As a host/moderator, I want to outline my expectations for participation:
- I am requesting that you, as the discussion participant, refrain from attacking or blaming language. In support of this, here is a link to the Non Violent Communication model if you are interested.
- I am going to be participating in the conversation. I have selected these discussion questions because I am interested in them and interested in your response and experiences. I will add my own perspective below, and I will be asking questions if/when I am unclear about your response. I invite everyone who comments and everyone who reads to do the same. Multiple comments are welcome.
- I am also suspending my “normal” comments policy. I will not be censoring or editing comments. BUT! As a moderator, I feel an obligation to maintain a safe environment for all participants to express themselves.

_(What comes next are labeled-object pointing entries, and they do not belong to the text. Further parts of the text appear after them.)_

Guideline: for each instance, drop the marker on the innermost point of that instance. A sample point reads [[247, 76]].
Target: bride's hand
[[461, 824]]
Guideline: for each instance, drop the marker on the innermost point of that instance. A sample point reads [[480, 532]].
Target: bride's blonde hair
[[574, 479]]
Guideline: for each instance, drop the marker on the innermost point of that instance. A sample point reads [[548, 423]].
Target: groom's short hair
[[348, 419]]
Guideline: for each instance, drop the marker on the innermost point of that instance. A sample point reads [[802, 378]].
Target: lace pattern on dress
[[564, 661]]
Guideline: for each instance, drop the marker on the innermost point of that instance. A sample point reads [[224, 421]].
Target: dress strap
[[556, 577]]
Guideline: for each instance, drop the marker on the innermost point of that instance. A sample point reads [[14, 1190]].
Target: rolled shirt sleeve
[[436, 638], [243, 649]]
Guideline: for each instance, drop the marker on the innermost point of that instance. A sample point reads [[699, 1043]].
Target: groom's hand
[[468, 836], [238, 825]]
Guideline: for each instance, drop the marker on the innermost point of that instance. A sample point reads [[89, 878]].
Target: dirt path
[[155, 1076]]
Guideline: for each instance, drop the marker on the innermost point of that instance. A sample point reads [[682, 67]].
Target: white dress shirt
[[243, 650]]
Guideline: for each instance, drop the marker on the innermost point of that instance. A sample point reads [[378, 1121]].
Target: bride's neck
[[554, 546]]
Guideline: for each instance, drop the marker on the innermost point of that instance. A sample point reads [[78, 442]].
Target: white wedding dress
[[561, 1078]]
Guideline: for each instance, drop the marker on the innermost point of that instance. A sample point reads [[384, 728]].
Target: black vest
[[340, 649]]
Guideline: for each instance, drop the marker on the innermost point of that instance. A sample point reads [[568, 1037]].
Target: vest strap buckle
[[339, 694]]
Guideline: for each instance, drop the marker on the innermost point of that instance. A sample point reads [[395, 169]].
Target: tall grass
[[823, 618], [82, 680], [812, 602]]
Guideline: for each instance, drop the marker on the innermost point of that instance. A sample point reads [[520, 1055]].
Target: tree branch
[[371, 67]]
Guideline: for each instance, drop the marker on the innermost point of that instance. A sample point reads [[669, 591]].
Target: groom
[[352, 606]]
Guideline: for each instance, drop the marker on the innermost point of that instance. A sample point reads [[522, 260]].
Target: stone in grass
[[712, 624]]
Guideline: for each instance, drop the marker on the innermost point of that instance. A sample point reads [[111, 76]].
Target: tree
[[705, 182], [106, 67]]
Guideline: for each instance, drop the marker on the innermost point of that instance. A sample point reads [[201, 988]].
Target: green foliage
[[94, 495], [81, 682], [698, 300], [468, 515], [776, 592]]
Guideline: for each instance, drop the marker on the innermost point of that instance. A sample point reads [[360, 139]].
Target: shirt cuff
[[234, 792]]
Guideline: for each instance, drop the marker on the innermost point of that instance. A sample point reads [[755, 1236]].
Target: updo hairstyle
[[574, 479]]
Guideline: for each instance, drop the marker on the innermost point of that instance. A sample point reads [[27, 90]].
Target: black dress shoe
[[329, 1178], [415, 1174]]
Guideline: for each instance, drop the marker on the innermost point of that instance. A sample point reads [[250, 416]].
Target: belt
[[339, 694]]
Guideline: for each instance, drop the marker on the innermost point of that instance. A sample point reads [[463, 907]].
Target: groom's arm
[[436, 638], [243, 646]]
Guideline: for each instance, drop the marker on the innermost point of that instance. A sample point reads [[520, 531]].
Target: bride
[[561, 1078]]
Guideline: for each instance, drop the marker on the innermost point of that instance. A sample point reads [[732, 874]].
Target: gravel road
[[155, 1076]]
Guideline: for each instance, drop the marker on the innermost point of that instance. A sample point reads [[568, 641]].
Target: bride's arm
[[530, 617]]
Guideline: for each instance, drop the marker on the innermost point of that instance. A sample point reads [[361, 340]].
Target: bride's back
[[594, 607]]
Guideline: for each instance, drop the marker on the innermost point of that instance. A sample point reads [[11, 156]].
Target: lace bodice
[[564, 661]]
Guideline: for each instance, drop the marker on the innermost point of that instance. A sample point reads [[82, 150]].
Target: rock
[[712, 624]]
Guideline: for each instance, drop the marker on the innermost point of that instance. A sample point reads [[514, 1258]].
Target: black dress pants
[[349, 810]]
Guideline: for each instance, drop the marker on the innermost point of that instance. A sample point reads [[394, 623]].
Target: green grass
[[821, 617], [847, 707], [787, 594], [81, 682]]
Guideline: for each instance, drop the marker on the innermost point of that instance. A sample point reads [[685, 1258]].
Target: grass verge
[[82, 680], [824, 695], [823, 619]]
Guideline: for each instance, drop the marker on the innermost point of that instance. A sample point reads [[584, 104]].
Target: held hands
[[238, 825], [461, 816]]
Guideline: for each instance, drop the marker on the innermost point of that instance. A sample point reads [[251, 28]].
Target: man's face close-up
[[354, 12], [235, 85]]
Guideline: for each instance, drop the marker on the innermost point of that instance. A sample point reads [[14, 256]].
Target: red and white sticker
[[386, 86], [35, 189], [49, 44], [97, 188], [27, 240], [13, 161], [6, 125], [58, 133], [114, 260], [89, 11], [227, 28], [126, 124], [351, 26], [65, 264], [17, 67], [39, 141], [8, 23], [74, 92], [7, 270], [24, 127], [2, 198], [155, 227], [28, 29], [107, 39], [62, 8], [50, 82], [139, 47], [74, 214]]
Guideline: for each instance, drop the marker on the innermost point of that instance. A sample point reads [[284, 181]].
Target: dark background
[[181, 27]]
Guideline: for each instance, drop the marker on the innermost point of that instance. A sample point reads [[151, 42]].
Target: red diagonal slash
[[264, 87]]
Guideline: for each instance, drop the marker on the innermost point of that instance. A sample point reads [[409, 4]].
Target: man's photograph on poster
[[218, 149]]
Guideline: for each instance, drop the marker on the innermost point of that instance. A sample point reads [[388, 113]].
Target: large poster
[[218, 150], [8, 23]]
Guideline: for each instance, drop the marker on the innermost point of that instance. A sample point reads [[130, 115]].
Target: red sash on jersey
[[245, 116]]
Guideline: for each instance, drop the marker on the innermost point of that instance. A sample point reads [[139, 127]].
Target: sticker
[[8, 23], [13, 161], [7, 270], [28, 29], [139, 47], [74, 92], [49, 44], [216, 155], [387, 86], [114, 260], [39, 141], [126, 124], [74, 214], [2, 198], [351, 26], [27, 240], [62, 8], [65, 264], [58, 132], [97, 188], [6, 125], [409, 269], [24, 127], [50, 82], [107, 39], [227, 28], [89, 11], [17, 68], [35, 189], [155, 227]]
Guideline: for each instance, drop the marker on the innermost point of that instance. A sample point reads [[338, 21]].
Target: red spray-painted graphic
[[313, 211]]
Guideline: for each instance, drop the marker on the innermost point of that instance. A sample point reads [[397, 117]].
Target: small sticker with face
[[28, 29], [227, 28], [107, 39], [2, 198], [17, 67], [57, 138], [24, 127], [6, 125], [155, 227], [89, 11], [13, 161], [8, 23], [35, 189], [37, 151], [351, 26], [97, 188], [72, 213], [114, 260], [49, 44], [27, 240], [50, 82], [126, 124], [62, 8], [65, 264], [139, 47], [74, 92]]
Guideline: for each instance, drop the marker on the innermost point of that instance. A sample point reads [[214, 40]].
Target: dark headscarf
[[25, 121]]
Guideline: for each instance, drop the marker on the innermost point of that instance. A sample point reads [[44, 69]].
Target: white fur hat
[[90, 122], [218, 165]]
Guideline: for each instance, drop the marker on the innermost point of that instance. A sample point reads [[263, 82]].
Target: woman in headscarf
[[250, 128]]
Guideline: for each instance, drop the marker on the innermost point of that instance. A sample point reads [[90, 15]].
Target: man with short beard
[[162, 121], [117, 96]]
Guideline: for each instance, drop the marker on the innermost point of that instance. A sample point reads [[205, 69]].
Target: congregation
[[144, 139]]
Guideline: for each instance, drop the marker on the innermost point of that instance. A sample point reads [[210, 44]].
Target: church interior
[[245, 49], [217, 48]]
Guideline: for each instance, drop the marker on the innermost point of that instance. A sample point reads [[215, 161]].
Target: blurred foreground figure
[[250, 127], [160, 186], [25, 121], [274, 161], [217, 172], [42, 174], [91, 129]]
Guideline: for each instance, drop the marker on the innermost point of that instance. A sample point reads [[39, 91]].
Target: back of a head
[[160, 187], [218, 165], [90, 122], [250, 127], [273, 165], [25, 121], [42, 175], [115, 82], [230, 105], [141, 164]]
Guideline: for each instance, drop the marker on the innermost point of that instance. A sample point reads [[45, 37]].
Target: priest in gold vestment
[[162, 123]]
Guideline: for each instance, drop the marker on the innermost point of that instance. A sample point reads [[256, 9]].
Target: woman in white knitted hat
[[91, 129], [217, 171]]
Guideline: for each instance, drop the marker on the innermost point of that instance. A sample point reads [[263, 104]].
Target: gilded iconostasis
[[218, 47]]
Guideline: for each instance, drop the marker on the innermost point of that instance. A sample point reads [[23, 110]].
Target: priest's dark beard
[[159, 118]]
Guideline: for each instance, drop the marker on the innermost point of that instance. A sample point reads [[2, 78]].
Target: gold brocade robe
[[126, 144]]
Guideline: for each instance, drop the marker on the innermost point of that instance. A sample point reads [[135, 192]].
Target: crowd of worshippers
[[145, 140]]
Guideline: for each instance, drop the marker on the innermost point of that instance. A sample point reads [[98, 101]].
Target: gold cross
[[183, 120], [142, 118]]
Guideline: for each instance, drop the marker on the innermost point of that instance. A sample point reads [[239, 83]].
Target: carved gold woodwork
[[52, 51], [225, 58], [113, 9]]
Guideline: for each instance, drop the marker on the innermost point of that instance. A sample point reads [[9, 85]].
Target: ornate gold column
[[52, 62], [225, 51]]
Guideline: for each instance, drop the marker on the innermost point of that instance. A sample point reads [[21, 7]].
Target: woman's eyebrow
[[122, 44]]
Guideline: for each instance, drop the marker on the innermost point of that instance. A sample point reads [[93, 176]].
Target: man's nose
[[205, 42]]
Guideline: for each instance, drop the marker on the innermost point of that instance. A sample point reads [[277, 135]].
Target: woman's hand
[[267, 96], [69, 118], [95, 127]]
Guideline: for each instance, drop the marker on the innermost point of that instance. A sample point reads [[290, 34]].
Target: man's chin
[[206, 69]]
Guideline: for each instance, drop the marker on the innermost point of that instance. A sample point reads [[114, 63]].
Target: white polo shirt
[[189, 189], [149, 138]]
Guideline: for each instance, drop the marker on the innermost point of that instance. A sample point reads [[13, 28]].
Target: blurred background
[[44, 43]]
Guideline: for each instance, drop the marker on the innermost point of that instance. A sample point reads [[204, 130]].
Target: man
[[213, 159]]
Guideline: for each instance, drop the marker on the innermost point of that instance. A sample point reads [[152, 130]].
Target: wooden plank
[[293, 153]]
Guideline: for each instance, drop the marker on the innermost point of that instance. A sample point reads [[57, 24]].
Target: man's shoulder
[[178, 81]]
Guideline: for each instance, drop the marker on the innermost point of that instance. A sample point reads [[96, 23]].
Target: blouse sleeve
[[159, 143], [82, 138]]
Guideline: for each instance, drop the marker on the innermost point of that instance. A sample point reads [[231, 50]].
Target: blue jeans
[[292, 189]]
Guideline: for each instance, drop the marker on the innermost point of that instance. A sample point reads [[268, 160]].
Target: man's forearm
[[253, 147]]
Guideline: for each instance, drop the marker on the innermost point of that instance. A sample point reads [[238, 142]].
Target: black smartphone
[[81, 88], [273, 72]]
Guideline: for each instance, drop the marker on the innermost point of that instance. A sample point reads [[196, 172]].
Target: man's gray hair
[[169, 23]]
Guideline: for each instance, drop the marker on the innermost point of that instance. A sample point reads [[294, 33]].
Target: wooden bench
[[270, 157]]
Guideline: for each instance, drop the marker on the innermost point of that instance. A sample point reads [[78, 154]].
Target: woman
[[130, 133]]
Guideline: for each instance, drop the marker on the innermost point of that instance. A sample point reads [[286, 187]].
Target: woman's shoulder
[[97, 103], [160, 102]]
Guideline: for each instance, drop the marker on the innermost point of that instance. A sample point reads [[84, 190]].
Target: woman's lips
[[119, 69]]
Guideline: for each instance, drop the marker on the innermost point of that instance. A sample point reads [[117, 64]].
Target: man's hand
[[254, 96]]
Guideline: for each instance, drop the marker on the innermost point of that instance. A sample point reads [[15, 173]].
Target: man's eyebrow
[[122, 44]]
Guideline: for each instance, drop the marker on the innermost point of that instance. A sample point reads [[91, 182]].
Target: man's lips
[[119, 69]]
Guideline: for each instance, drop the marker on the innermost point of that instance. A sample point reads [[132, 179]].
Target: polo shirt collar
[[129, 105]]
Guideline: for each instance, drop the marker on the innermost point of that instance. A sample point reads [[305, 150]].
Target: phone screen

If you have a problem with another commenter, please contact me and we will try to resolve the dispute.
Now, for the discussion topics:
- If your infertility journey was resolved via parenting, do you think of yourself as a parent who dealt with infertility? Or as an infertile who is now parenting? Do you think that there is a difference between the two? Does your self-image shape the way you write? If your infertility journey was resolved (or ended, I’m unsure of how best to phrase this) without children, how did that affect your self-image as a writer in the ALI community?
- If your infertility journey was resolved via parenting,when you gave birth or were matched with your child, did you continue to post with the expectation that your readers now knew you had a child, move to a new blog space, change your blog name, provide “children mentioned” warnings in your titles, or some other path? If your infertility journey was resolved without children, did you continue to post with the expectation that your readers now knew you were not longer pursuing parenthood, move a new blog space, change your blog name, or some other path? What factors went into making your decision? If your infertility has not been resolved, how do you view and/or respond to the transition of those who are moving between states?
- Whose responsibility is it to protect the reader’s heart, the author or the reader? [This question to is very interesting to me because I have seen discussion on it outside of the IF community.]
Question #1 targets bloggers who are not “in the trenches,” so to speak, but I want to be crystal clear that this discussion space is for anyone at any stage: trying, parenting, adopting, living without. If you have an opinion you would like to share, please do. The doors are open.